Heel pain sometimes results from excessive pronation. Pronation is the normal flexible motion and flattening of the arch of the foot that allows it to adapt to ground surfaces and absorb shock in the normal walking pattern. As you walk, the heel contacts the ground first; the weight shifts first to the outside of the foot, then moves toward the big toe. The arch rises, the foot generally rolls upward and outward, becoming rigid and stable in order to lift the body and move it forward. Excessive pronation—excessive flattening of the foot or lowering of the arch—can create an abnormal amount of stretching and pulling on the ligaments and tendons attaching to the bottom and back of the heel bone. The posterior tibial tendon helps holds the arch up and provides support during step-off on the toes when walking. If this tendon becomes inflamed, over-stretched or torn, pain can radiate to the bottom of the heel as well as inner ankle, and a gradual loss of the inner arch of the foot can occur. Without treatment, this condition can create dysfunction and the foot can eventually become rigid, changing the way you walk or making it difficult to wear shoes. Excessive pronation may also contribute to strain on the hip, knee, and lower back.
The most important thing you can do to avoid injury and foot pain is to gradually work into your new activity. We recommend following a formula called the “Rule of 2”. This says that if you are starting a new walking or running program you should start with just than 10 minutes for your first session and increase by 2 minutes each session.
At any point if you have some pain or discomfort then decrease your time the next day to what you had done the previous day. Stay at that level for at least 2 pain free sessions. After that you can start increasing your session time by 2 minutes again.
A common cause of heel pain is an inflammation of the band of fibrous connective tissue (fascia) running along the bottom (plantar) surface of the foot, from the heel to the ball of the foot. The inflammation is called plantar fasciitis. It is common among athletes who run and jump a lot, and also those who stand for prolonged periods. For example, teachers or factory workers may be more susceptible to this injury.

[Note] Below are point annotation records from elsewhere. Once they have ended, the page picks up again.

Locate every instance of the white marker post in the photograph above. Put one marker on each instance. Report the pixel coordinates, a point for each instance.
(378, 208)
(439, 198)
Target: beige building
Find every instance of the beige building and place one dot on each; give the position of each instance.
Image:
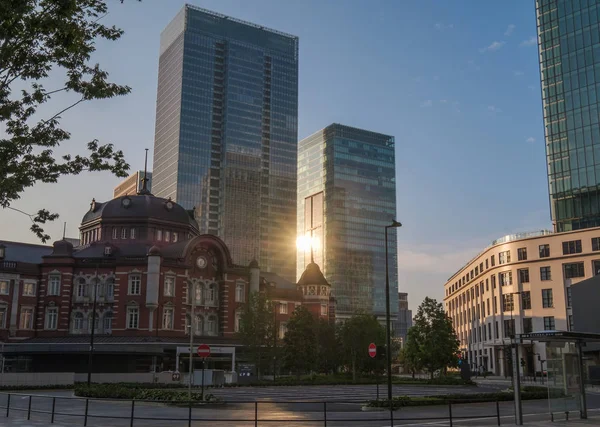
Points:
(132, 184)
(480, 298)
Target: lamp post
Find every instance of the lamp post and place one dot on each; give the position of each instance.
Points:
(395, 224)
(91, 355)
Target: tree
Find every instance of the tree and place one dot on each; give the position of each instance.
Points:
(300, 342)
(431, 343)
(355, 335)
(39, 37)
(257, 328)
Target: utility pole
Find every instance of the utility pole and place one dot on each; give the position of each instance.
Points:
(91, 355)
(192, 288)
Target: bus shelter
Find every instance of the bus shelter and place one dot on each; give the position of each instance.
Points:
(565, 371)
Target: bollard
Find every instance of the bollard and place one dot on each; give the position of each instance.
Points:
(132, 413)
(498, 411)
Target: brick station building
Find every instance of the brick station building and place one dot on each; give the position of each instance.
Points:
(145, 264)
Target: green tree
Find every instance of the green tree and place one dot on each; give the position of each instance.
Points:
(300, 342)
(431, 343)
(328, 354)
(355, 336)
(257, 329)
(39, 37)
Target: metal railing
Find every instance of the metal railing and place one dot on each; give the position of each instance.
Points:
(313, 413)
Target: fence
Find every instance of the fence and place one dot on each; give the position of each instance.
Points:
(87, 411)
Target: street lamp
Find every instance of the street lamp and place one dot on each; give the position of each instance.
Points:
(395, 224)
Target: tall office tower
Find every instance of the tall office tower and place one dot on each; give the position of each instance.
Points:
(226, 132)
(346, 196)
(569, 53)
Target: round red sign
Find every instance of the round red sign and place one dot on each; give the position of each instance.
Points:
(203, 350)
(372, 350)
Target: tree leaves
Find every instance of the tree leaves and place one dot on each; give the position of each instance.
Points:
(36, 37)
(431, 344)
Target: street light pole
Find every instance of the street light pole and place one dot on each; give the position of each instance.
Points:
(91, 355)
(395, 224)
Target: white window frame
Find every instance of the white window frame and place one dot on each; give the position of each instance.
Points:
(240, 292)
(168, 318)
(29, 324)
(78, 316)
(3, 313)
(51, 318)
(324, 309)
(30, 287)
(133, 318)
(283, 308)
(134, 287)
(169, 286)
(4, 287)
(54, 284)
(108, 315)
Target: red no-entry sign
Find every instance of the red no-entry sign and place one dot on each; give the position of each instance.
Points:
(203, 350)
(372, 350)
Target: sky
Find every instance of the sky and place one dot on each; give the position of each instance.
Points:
(456, 82)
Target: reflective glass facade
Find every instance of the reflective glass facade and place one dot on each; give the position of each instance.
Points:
(569, 51)
(346, 196)
(226, 132)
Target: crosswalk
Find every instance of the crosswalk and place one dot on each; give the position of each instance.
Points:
(332, 393)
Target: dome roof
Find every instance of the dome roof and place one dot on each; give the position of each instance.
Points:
(312, 276)
(140, 206)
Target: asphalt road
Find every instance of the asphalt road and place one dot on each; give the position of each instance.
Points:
(299, 410)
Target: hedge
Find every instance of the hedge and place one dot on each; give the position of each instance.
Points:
(527, 393)
(129, 392)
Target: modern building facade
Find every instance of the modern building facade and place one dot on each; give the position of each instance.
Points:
(226, 132)
(142, 276)
(133, 184)
(404, 320)
(521, 283)
(346, 196)
(569, 54)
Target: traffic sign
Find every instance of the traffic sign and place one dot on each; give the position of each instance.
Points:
(203, 350)
(372, 350)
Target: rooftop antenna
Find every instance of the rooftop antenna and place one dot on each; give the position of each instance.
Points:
(144, 189)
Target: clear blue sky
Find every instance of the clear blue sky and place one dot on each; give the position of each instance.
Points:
(456, 82)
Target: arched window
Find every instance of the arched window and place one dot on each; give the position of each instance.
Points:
(110, 287)
(107, 322)
(78, 322)
(240, 292)
(211, 294)
(211, 326)
(198, 325)
(238, 319)
(81, 287)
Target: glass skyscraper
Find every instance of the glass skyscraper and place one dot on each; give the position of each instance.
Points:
(346, 196)
(226, 132)
(569, 53)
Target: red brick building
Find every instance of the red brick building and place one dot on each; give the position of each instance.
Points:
(151, 275)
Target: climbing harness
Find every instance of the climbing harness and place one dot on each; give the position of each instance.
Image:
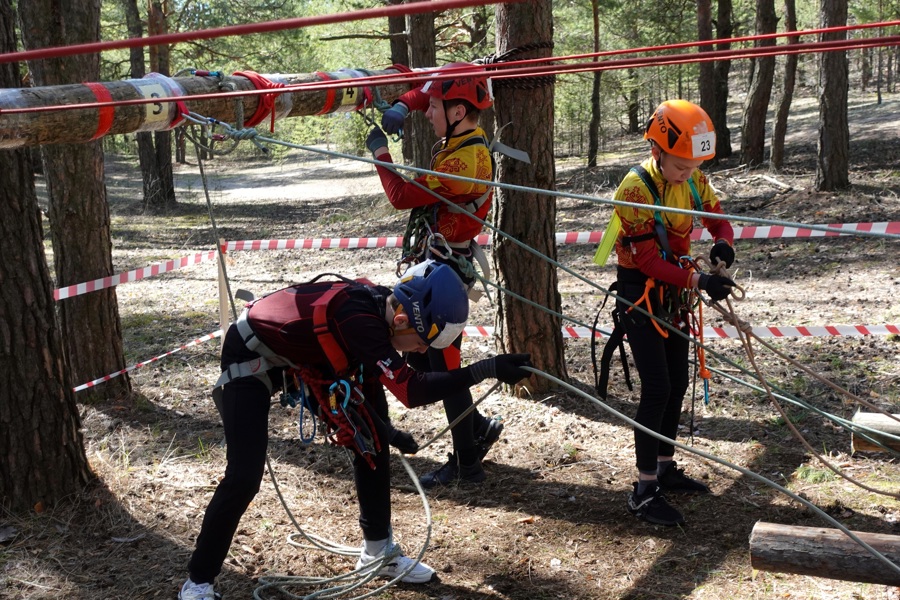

The condition occurs when the plantar fascia is strained over time beyond its normal extension, causing the soft tissue fibers of the fascia to tear or stretch at points along its length, leading to inflammation, pain, and possibly the growth of a bone spur where the plantar fascia attaches to the heel bone. The inflammation may be aggravated by shoes that lack appropriate support, especially in the arch area; by walking barefoot; and by the chronic irritation that sometimes accompanies an athletic lifestyle.
Resting provides only temporary relief. When you resume walking, particularly after a night’s sleep, you may experience a sudden elongation of the fascia band, which stretches and pulls on the heel. As you walk, the heel pain may lessen or even disappear, but that may be just a false sense of relief. The pain often returns after prolonged rest or extensive walking.